C’est dans ce contexte théorique, brièvement esquissé dans la problématique, qu’a été menée cette recherche dont nous rendons succinctement compte ici. Le présent, le passé lui-même et même l’avenir sont mis en interrelation dans un souci pédagogique constant de développement de la pensée critique chez les adolescents visés. « Ainsi se dessine l’un des mandats de l’éducation à venir : mettre en oeuvre des conditions qui permettent aux élèves de s’approprier, d’intégrer et d’organiser les connaissances en un tout cohérent, original et personnel, de se situer au sein des problèmes et des réalités complexes de son temps, dans son identité humaine et dans l’histoire » (Simard, 2002, p. 77).

Ce qui suit est la présentation succincte d’une recherche exploratoire (donc ayant une portée restreinte) menée auprès d’apprentis enseignants afin de les préparer à développer la pensée critique chez leurs futurs élèves.

Cadre de référence

Précisons sommairement ce qui est entendu ici par pensée critique.
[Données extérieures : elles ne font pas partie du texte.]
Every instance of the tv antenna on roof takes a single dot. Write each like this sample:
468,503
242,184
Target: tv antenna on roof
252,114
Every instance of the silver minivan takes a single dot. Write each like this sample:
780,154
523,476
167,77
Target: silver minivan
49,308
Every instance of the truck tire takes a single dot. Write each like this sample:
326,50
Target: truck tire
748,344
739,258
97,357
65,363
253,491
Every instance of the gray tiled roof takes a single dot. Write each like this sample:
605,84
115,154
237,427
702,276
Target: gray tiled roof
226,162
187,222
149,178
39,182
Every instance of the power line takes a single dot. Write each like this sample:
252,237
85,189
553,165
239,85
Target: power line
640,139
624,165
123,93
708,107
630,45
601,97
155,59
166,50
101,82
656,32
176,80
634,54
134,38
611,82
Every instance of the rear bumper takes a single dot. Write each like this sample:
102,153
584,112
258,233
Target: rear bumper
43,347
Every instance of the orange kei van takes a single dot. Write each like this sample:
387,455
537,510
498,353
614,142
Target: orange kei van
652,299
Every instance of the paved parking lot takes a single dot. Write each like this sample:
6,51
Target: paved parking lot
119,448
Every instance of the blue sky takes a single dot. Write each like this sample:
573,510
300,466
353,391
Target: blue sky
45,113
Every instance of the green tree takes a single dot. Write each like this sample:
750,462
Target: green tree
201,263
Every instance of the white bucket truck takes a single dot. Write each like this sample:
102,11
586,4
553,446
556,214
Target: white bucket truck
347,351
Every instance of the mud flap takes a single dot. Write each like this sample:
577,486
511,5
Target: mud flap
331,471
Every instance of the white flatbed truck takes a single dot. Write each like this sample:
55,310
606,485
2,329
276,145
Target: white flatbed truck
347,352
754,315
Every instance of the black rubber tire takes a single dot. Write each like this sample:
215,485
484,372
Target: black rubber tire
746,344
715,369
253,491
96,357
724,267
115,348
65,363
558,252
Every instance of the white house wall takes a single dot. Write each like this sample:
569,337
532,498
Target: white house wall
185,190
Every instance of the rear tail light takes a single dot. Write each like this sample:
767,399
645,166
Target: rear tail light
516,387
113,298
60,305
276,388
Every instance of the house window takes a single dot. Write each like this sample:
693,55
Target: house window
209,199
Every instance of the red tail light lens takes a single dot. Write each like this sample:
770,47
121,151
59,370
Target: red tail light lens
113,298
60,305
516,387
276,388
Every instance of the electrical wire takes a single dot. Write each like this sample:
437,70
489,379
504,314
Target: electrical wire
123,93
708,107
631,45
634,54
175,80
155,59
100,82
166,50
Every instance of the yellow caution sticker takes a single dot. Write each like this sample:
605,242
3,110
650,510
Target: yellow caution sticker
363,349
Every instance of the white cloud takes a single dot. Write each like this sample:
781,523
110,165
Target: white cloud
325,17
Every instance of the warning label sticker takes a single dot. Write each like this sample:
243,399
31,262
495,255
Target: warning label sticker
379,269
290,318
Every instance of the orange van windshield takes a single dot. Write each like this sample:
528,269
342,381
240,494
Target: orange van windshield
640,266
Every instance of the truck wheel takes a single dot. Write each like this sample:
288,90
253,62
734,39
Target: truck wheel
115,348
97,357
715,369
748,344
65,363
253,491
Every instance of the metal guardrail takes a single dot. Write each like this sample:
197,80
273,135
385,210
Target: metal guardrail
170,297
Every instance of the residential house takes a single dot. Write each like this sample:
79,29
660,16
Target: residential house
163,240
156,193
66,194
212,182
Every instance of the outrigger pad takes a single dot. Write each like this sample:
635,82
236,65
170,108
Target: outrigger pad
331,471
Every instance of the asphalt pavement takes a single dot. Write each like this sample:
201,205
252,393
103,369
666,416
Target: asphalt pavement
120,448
Pour l’essentiel, la pensée critique se veut à la fois une attitude et une capacité. C’est l’attitude de considérer les problèmes à analyser de manière rationnelle. C’est aussi la capacité à mener un raisonnement de façon rigoureuse. La pensée critique est donc une pensée guidée par la raison (Ennis, 1985). Ainsi, elle signifie que le sujet est capable de faire preuve d’exigence lorsqu’il interroge un problème, qu’il ne se laisse pas guider par ses émotions et ses préférences (à tout le moins sans les questionner). Signalons que nous n’avons pas voulu entrer ici dans le débat consistant à distinguer la pensée critique de l’esprit critique (voir à ce sujet l’article de Boisvert, 2000); c’est pourquoi nous n’utilisons que le premier terme.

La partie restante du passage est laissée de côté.